Resumen sobre el manejo de ataques de ransomware por parte de SI-CERT en Eslovenia
El SI-CERT, el Centro de Respuesta a Emergencias de Seguridad Informática de Eslovenia, ha estado enfrentando incidentes de ransomware de forma continua desde abril de 2012. Inicialmente, los atacantes seleccionaban víctimas al azar en campañas masivas; sin embargo, desde 2019, los ataques han adquirido un enfoque más selectivo, concentrándose en organizaciones que tienen la capacidad de pagar rescates significativos. Los vectores comunes de infección incluyen correos electrónicos maliciosos y accesos a través de protocolos de escritorio remoto que no cuentan con la protección adecuada.
Desarrollo del ataque
En un ataque que se considere dirigido, los ciberdelincuentes eligen sus objetivos en función de su potencial económico. Si el ataque se inicia mediante un correo electrónico, este suele contener un troyano que, una vez instalado, permite a los atacantes utilizar un Kit de Herramientas de Administración Remota (RAT). Con el RAT, pueden observar la infraestructura de la red y, mediante herramientas adicionales de intrusión, adquieren credenciales de acceso a otros sistemas dentro de la red. En los entornos Windows, el controlador de dominio es un objetivo crucial. Tras evaluar el valor potencial de los datos obtenidos, establecen el monto del rescate, que en algunos casos puede sobrepasar los 100.000 euros. Además, intentan localizar y destruir copias de seguridad de los sistemas antes de llevar a cabo la ejecución final del ransomware, lo que resulta en el cifrado de datos y la paralización de las operaciones de la empresa mientras se exige un rescate.
Métodos de ataque
Los métodos utilizados para llevar a cabo estos ataques pueden incluir vulnerabilidades en Protocolos de Escritorio Remoto y otros accesos insuficientemente protegidos. Las contraseñas débiles son una de las causas más comunes de accesos no autorizados, y los datos de autenticación obtenidos se comercializan en mercados oscuros. Se ha observado que muchos ataques se llevan a cabo durante los fines de semana, cuando la actividad de los equipos de seguridad es menor.
Los correos electrónicos son una vía frecuente de infección, donde los troyanos como el ladrón de información roban credenciales almacenadas. Un ejemplo de ataque podría ser un correo electrónico que aparenta ser de una empresa conocida con un archivo adjunto infectado. Los ataques más avanzados pueden utilizar diversas técnicas adicionales, como “Watering Hole Attacks”, donde las víctimas son dirigidas a sitios web específicos que han sido comprometidos.
Mejores prácticas de seguridad
Para mitigar el riesgo de ataques de ransomware, se recomienda implementar estrategias de seguridad cibernética, que incluyen el uso de antivirus, cortafuegos, sistemas de detección de intrusiones y VPNs. Sin embargo, la protección óptima nunca es del 100%, y realizar copias de seguridad adecuadas de datos críticos es fundamental. Estas copias deben almacenarse fuera de la red en dispositivos separados y ser sometidas a análisis regulares para detectar infecciones.

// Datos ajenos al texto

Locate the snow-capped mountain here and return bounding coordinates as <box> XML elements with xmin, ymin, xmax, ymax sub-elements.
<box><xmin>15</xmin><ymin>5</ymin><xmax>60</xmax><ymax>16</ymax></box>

Asimismo, es aconsejable dividir la red en áreas con diferentes niveles de seguridad, utilizar sistemas de gestión de información y eventos de seguridad (SIEM) para monitoreo activo, y desarrollar un plan de recuperación de desastres. Este plan debe incluir protocolos claros para todos los involucrados en la gestión de crisis, asegurándose de que todos los dispositivos de los empleados y medios externos sean gestionados de forma estricta dentro de las políticas de seguridad de la organización.
La implementación de estas medidas puede reducir significativamente la probabilidad de sufrir ataques de ransomware y facilitar la recuperación en caso de que ocurran.